Lanark is not a place that needs to shout to be interesting. It is a historic market town in South Lanarkshire, sitting in a part of Scotland where food, farming and manufacturing have long rubbed along together. That matters because Border’s identity has never felt like a generic biscuit brand dropped from a marketing cloud. It is tied to a real Scottish place, and to the slightly stubborn tradition of making things properly without turning the packet into a theatre production. Scotland already has serious biscuit credentials, shortbread being the obvious elder statesman, and Border sits in that broader world without pretending every biscuit must wear tartan and recite poetry.

From chocolate crumbles to the modern packet

Border’s early Chocolate Crumbles are worth mentioning because this Milk Chocolate Oat Crumble feels very much in that family of ideas, even though we should not pretend to have a precise product birth certificate for it. The important point is simpler: Border has long been associated with chocolate-coated and crumble-style biscuits, the sort that look respectable on a plate but are also perfectly capable of vanishing while someone is β€œjust tidying the kitchen”. The modern 150g pack belongs to that recognisable Border line-up: Scottish-made biscuits with a tidy, grown-up look, but still very much intended for actual eating rather than being admired from a safe distance.

A family firm, with roots still showing

Border describes itself as a family-owned business, and its own story keeps returning to Lanarkshire rather than drifting off into anonymous corporate fog. The company has also built a visible local community link through the Border Biscuits John Cunningham Trust, established in 2007, which supports causes in Lanarkshire. That sort of detail does not change the crunch of a biscuit, obviously, but it does help explain why the brand has a more grounded feel than some names in the biscuit aisle. It has grown, the factory has expanded, and the packets have travelled much further than Lanark, but the story still has a recognisable point on the map.

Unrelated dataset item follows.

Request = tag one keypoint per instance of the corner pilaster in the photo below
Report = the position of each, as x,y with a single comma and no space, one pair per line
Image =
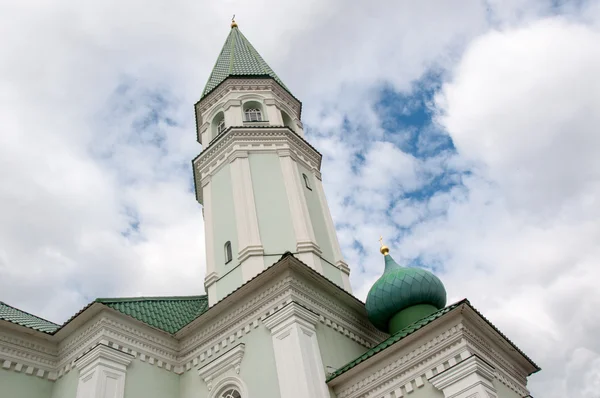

Why it lands with British shoppers in Canada

For British expats in Canada, a packet like Border Milk Chocolate Oat Crumble can do a very specific job. It is not just β€œa biscuit”, because Canada has plenty of biscuits, cookies, bars and other things that may or may not understand the tea situation. This is the sort of pack that remembers British rules: open carefully, offer round once, then keep an eye on it because somebody will come back during the advert break. It belongs with parcels from home, cupboard raids after school, and the quiet satisfaction of finding the exact sort of biscuit you meant. A small taste of home, then, with The Great British Shop giving it a sensible place to land.